しかし、オホラは、エホバに「従属する身」でありながら、「売春を行なう」ようになりました。(エゼキエル23:5)では、オホラの売春とは何だったのでしょうか。オホラは「アッシリア人に欲情を燃やしつづけた。・・・彼女は・・・彼らの糞像によって−身を汚した」と述べられています。(エゼキエル23:5,8)ですから、北のイスラエルアッシリアという国家に頼ること、そしてアッシリアの偶像を崇拝することは、神の目にイスラエルが売春をすることを意味しました。

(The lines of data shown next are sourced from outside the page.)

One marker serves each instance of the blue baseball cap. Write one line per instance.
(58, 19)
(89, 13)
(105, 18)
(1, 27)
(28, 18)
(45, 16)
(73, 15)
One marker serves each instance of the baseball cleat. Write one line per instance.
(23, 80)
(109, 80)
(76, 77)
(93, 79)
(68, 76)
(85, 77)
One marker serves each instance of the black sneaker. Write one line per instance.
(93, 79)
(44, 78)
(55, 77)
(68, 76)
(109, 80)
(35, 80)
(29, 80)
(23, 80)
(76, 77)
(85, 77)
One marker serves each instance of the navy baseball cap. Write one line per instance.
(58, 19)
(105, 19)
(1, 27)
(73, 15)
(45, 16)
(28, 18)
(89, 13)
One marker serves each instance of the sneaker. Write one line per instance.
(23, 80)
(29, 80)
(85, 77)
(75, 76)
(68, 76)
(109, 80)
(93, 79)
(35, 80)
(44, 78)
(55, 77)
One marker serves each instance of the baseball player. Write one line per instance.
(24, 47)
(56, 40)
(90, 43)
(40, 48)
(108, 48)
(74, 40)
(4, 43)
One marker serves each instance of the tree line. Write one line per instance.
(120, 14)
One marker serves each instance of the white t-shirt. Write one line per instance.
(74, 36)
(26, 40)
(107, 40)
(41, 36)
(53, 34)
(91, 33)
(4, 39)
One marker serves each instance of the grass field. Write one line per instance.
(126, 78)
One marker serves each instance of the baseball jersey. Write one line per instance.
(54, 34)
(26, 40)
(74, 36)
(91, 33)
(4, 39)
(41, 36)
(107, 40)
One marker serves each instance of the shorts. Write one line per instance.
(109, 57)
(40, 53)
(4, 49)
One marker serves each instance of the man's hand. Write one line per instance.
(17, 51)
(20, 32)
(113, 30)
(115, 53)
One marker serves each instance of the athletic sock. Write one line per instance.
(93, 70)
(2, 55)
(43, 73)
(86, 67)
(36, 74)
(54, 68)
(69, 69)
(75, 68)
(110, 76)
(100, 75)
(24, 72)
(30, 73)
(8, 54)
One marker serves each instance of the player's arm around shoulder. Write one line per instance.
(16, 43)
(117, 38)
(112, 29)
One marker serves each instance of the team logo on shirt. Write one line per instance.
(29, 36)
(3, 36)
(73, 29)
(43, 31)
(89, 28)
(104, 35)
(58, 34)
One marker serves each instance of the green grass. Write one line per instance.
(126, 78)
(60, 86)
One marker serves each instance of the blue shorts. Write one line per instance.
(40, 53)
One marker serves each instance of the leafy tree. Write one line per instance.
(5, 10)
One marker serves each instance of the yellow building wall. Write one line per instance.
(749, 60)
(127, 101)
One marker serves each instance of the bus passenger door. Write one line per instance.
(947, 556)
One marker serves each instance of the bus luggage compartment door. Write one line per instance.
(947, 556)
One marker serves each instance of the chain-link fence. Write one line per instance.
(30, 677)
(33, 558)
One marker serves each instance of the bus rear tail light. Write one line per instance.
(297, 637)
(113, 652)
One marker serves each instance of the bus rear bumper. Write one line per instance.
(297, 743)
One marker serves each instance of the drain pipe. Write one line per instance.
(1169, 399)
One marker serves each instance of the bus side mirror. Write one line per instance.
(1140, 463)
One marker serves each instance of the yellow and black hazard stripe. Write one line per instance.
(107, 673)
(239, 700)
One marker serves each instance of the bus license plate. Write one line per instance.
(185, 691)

Relief from the palace of King Sargon II by Charlie Phillips
アッシリアの王サルゴンの宮殿の浮き彫り


Assyrian Lamassu 2 by Averain
ラマッスはアッシリアの偶像の守護神で力の象徴だった
アッシリアの軍事力に頼って同盟することは神の目に淫行だった


また、オホラは、「エジプトから携えてきた売春を捨てなかった」と述べられています。(エゼキエル23:8)それで、イスラエル人がエジプトで行っていた偶像崇拝を続けたことも、神の目に売春でした。(エゼキエル 20:7,8;23:3,4,8)


実際に、北のイスラエルは周囲の諸国家に救いを頼りました。イスラエルの王メナヘムはアッシリア王プルに「王国を自分の手のうちに強めるため」銀を支払いました。(列王第二15:19)また、イスラエルの王ホシェアはアッシリアの王シャルマネセルの僕となり、貢を納めていましたが、エジプトの王ソに使者を遣わし、アッシリアの脅威から守ってもらおうとしました。(列王第二17:3,4。ホセア5:13;7:10,11;8:9)


それで、エホバは北のイスラエル「オホラ」をアッシリアの手に渡し、み前から除かれました。(エゼキエル23:9。列王第二17:23)北のイスラエルは、エホバに頼らなかったので、救いを頼ったアッシリアに征服されてしまいました。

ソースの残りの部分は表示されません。